Sometimes the file you want to download has a generic URL. Each file ends in the same file name at the server. For instance, http://localhost/category/doc.pdf, or /uid/E.pdf. In such cases, wget will download the file and save it as doc.pdf or E.pdf. This is not a problem when you download just one file, but when you download more files, like 20, wget numerate the files: E.pdf.1, E.pdf.2, E.pdf.3, …

This makes it hard to work with the files. A solution can be to check if the web server is supporting content-disposition. If so, the server should send the real file name of the archive in the HTTP response. The real file name can be seen in the Conent-Disposition header as filename.

With content-diposition, wget can save the downloaded file from /<UID>/E.pdf as <UID>.pdf instead of E.pdf. As the UID is unique, the file can easily be identified after download.

wget --content-disposition http://localhost/<uid>/E.pdf

Given the above example, the file download is saved locally as 2399104_E_20170304.pdf

Download Oracle Java via wget

If you want or have to download Java from Oracle’s web site, you might know that you have to accept the “Oracle Binary Code License Agreement for Java SE” to activate the download link. If you have to download the binary from a computer without a browser, you get some problems: how to click on something that needs to accessed by a browser? What happens when you click on the link (technically) is that a cookie is being set. The download site checks for that cookie and when it is set, allows you to download the binary.

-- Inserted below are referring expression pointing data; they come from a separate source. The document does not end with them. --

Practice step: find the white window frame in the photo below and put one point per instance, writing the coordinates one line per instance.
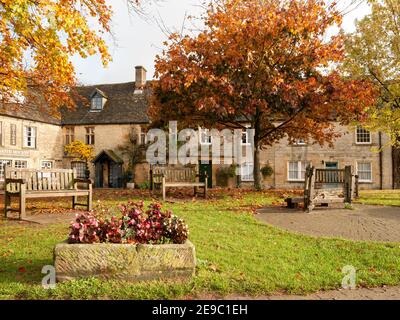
(69, 134)
(44, 164)
(299, 167)
(3, 164)
(13, 134)
(300, 142)
(33, 137)
(205, 137)
(357, 135)
(96, 103)
(143, 137)
(370, 165)
(90, 136)
(20, 164)
(1, 133)
(247, 176)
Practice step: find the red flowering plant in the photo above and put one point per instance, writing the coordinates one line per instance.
(85, 229)
(136, 225)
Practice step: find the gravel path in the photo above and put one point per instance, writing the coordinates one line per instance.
(365, 222)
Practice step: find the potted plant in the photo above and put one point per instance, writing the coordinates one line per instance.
(138, 245)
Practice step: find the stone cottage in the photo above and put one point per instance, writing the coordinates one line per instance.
(111, 112)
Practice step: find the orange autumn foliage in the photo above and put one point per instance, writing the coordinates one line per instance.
(266, 63)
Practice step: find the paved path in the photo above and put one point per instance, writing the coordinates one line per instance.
(366, 222)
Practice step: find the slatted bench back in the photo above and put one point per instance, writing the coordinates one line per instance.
(327, 176)
(41, 180)
(175, 174)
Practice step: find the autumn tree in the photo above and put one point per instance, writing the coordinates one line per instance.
(37, 39)
(373, 52)
(266, 63)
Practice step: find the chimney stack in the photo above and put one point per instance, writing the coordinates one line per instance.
(140, 80)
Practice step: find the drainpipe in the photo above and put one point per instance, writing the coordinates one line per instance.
(380, 161)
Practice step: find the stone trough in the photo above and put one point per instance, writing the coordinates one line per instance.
(127, 262)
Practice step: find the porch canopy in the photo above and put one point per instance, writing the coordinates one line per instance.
(108, 167)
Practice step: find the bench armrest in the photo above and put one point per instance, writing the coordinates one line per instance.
(10, 180)
(158, 175)
(202, 175)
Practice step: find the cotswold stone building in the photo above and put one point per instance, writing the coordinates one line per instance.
(31, 139)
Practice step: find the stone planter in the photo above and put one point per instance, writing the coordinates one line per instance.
(130, 185)
(124, 261)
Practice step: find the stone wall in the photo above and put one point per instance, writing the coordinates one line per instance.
(127, 262)
(107, 137)
(49, 143)
(345, 151)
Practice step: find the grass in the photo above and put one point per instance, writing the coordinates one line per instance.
(236, 255)
(380, 197)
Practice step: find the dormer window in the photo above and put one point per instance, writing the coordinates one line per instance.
(97, 100)
(97, 103)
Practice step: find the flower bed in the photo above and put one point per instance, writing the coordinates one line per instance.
(140, 245)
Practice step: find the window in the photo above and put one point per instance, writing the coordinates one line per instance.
(245, 137)
(97, 103)
(69, 135)
(364, 171)
(300, 142)
(363, 136)
(20, 164)
(80, 168)
(143, 137)
(246, 172)
(30, 137)
(297, 170)
(13, 134)
(47, 164)
(3, 164)
(205, 137)
(90, 135)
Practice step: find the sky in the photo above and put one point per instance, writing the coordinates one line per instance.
(137, 40)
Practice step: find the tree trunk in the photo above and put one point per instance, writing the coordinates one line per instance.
(257, 172)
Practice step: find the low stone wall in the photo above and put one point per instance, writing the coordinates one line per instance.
(124, 261)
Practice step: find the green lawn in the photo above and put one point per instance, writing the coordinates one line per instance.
(236, 254)
(380, 197)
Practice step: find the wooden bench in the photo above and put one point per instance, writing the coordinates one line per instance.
(29, 183)
(293, 202)
(327, 186)
(175, 177)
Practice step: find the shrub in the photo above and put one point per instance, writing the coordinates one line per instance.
(85, 229)
(136, 225)
(267, 170)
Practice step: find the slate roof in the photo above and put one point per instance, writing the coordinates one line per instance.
(110, 154)
(123, 106)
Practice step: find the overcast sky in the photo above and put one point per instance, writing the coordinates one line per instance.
(137, 40)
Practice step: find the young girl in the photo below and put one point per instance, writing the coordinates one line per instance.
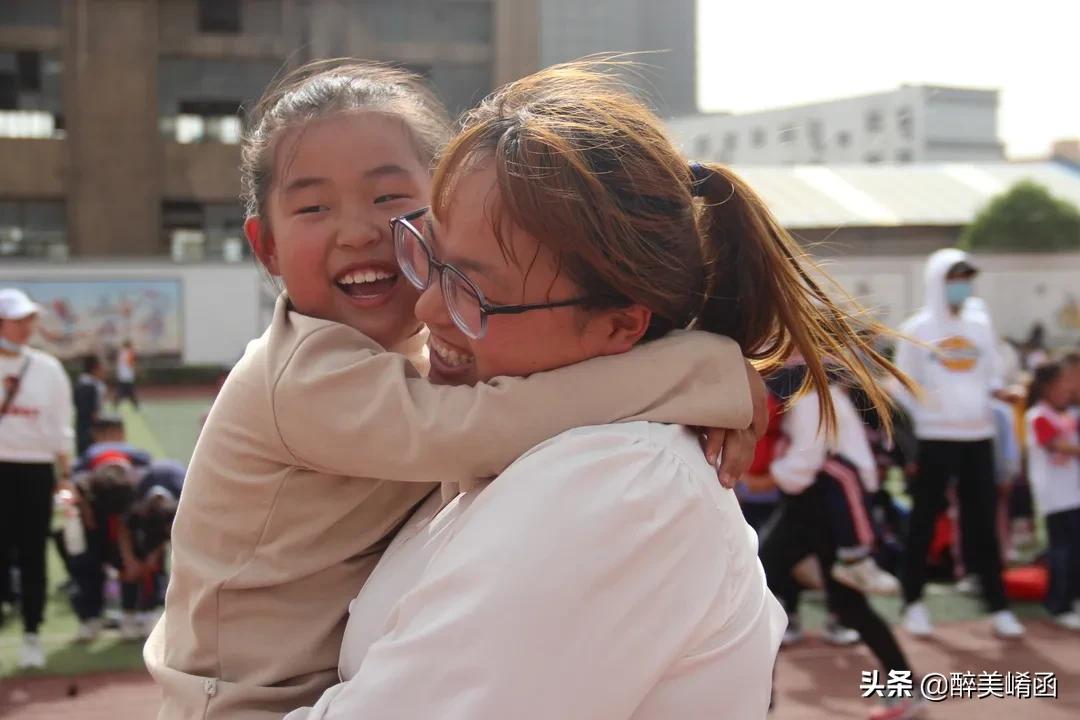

With knowing that, you can use wget to download Java without having to actually click on the checkbox. Just send the cookie with wget. The command for downloading Java SE 8 u51 with wget is:

Command: wget –header “Cookie: oraclelicense=accept-securebackup-cookie” http://download.oracle.com/otn-pub/java/jdk/8u51-b16/jdk-8u51-linux-x64.tar.gz

Of course, you still have to accept Oracles license agreement.